Some kind of suicide squad?
There could be various reasons why such a large group of whales has stranded again in Tasmania, an island belonging to Australia . The lead animal may have lost its sense of direction, possibly due to damage to its sensitive hearing from sound waves such as those created during military operations. A kind of suicide squad cannot be ruled out in the animal world either: “The whales follow their leader animal to the death,” Herr explains, and whether it is sick or injured, this can affect the entire group.
Since there have been mass strandings of whales on the Tasmanian coast before, many experts also suspect that the climate phenomena La Niña and El Niño could be a cause of the problem. A change in water temperature creates new currents that push smaller sea creatures into other, unfamiliar areas. The whales follow their prey – and suddenly find themselves in shallow waters.
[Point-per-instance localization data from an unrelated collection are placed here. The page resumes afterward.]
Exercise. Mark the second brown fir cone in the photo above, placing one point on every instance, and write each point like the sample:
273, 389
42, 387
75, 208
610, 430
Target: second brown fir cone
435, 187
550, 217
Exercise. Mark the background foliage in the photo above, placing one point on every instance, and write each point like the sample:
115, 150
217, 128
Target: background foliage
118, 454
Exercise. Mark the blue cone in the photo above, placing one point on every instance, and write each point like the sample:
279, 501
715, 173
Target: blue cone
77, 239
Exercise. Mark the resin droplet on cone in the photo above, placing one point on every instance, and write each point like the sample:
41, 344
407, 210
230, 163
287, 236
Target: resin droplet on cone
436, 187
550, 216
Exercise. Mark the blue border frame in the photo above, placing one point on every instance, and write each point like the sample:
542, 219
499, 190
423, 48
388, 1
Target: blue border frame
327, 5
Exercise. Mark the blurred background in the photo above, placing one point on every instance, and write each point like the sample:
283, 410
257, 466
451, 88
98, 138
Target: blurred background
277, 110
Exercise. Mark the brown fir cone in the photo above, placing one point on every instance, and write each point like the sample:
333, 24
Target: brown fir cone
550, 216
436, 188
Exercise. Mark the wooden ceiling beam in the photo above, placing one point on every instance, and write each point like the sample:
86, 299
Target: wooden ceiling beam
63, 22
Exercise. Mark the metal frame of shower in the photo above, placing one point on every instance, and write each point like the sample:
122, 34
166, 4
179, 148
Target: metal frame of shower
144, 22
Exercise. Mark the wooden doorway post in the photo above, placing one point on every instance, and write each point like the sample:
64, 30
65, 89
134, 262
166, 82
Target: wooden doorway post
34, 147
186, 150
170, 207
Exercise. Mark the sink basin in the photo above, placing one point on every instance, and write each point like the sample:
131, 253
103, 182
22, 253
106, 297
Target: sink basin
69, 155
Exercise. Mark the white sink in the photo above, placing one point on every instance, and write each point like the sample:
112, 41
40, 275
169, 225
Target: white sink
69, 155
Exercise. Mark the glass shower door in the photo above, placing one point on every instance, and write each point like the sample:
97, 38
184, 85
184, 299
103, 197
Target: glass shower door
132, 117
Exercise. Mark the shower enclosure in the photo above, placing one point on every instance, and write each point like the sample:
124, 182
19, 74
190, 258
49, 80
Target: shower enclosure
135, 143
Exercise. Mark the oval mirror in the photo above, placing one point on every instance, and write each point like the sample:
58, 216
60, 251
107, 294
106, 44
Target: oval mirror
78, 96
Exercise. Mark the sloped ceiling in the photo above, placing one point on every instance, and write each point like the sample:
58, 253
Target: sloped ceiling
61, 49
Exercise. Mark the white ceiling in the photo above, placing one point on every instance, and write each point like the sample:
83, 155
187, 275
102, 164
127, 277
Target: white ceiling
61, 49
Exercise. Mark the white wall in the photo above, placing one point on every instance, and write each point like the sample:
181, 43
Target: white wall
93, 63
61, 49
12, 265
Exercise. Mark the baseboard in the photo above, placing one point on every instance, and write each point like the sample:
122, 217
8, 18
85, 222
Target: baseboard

In Tasmania, the rescue of the surviving whales is now being planned. They are covered with wet towels and rolled on huge tarpaulins. However, there are controversial discussions about the usefulness of such rescue operations. “Like many scientists, I believe that humans should not interfere with wildlife if it is a natural selection process,” explains marine biologist Herr. It is the course of nature that weaker animals are sorted out. “But it’s different when the animals’ problems are man-made – if we caused the suffering, we should also try everything to alleviate it.” Even if the success rate is low.
Due to the strong social instinct of pilot whales, this is not so easy. In 2020, only 111 of the 470 animals survived the mass stranding on the Tasmanian coast. At that time, the helpers noticed that some of the whales that they had to bring into the water with great effort swam back to the shore after being rescued. Lured by the clicking sounds of their fellow species in distress, they returned – and stranded again.